The waiter looked puzzled. “Waffles?”
We assured him we meant waffles, and our obviously confused waiter shrugged and sent the order off to the kitchen.
Our breakfasts arrived, and the waiter presented the children with their waffles. At first, all appeared normal. Until we realized there was no syrup.
“Please, may we have syrup?”
The waiter’s eyebrows shot up into his hairline. He could not have looked more surprised. “Syrup? You mean… sauce?”
Now it was our turn to look surprised. “Sauce?”
Our waiter was clearly flustered now. “Brown sauce? Perhaps… ketchup?”
We all exchanged an alarmed glance. “Syrup?” we repeated, hopefully. “Like, from maple trees?”
The waiter’s eyes bulged slightly as he no doubt swallowed back something foul, but he disappeared into the kitchen and emerged with two of the tiniest bottles of maple syrup known to man. They would have looked right at home in a min-bar, but we took what we could get. He presented them with a flourish and a look that clearly said, “Well, you ASKED for it.”
The moment the kids took their first bite of English “waffle,” our waiter’s expression made perfect sense.
These were not Eggo waffles.
These were not Belgian waffles.
These, my friends, were potato waffles.
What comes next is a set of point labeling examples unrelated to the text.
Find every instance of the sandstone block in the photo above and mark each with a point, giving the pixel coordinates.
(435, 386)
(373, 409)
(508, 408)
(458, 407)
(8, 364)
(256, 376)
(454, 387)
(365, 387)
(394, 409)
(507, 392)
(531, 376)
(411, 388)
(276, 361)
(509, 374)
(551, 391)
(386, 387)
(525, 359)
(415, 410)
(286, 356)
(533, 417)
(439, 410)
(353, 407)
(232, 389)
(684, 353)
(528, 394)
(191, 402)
Not exactly Chick-fil-A waffle fries, but more or less waffle-shaped tater tots. Swimming, as they were, in a puddle of syrup and butter, I am sure you can imagine how awful they were. I probably don’t need to tell you that the kids did not finish their breakfast that day.
At this point, having determined England to be an officially waffle-free zone, our family felt its first genuine pang of homesickness. In the ensuing years during each and every trip State-side, we would make a beeline for the local grocery store to stock up on Eggos and maple syrup. We made it our goal to eat at least half our body weight in Eggos each and every holiday.
Hey, some families hike, some scuba dive… ours ate waffles.
Now that HH and I are empty nesters, I would like to say this tradition has gone the way of all childish things, like Spaghetti-Os and Kool-Aid. It has not. Here in sunny Texas, HH and I have been happily breakfasting on our old childhood favourite: Eggo waffles, syrup, butter. Everyone is happy about this.
Everyone but my blood sugar, that is. I have had two major crashes this week, both involving shaking, sweating and the irrational urge to dive into the nearest chocolate bar and eat my way out. I have come to the conclusion that perhaps now, approaching my mid-century mark, it is time to forego my childish dietary longings in favour of oatmeal or scrambled eggs. Even on vacation. In other words, it is ACTUALLY time to let go of my Eggo.
Dang. Sometimes being a grownup sucks.